Brett John Ball v. Commissioner

2020 T.C. Memo. 152
CourtUnited States Tax Court
DecidedNovember 10, 2020
Docket22833-14
StatusUnpublished

This text of 2020 T.C. Memo. 152 (Brett John Ball v. Commissioner) is published on Counsel Stack Legal Research, covering United States Tax Court primary law. Counsel Stack provides free access to over 12 million legal documents including statutes, case law, regulations, and constitutions.

Bluebook
Brett John Ball v. Commissioner, 2020 T.C. Memo. 152 (tax 2020).

Opinion

T.C. Memo. 2020-152

UNITED STATES TAX COURT

BRETT JOHN BALL, Petitioner v. COMMISSIONER OF INTERNAL REVENUE, Respondent

Docket No. 22833-14. Filed November 10, 2020.

P caused $209,600 to be distributed from his SEP-IRA to an LLC that he controlled. The LLC lent the received amount in the name of the SEP-IRA and, eventually, contributed the amounts repaid on the loans (plus interest) to the SEP-IRA.

Held: Because P had unfettered control over the distributions, the distributions were an item of gross income to P for the year distributed.

Held, further, because P was not 59-1/2 years of age in the year of the distributions, the 10% I.R.C. sec. 72(t) additional tax applies.

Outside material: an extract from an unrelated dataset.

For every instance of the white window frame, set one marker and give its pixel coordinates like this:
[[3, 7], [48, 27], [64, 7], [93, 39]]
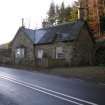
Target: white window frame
[[20, 53], [40, 53], [59, 53]]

Held, further, P is liable for an accuracy-related penalty. -2-

[*2] Bryan D. Dixon, for petitioner.

Wesley J. Wong, for respondent.

MEMORANDUM OPINION

HALPERN, Judge: Respondent has determined a deficiency in, and an

accuracy-related penalty with respect to, petitioner's 2012 Federal income tax of

$67,031 and $13,406, respectively. The issues for decision are: (1) whether

$209,600 distributed to petitioner by the custodian of his simplified employee

plan-individual retirement account (SEP-IRA) was an item of gross income for

2012; (2) whether, on account of that distribution, petitioner is liable for an

additional 10% tax on early distributions from a qualified plan, and (3) whether he

is liable for the accuracy-related penalty on account of an underpayment due to a

substantial understatement of income tax.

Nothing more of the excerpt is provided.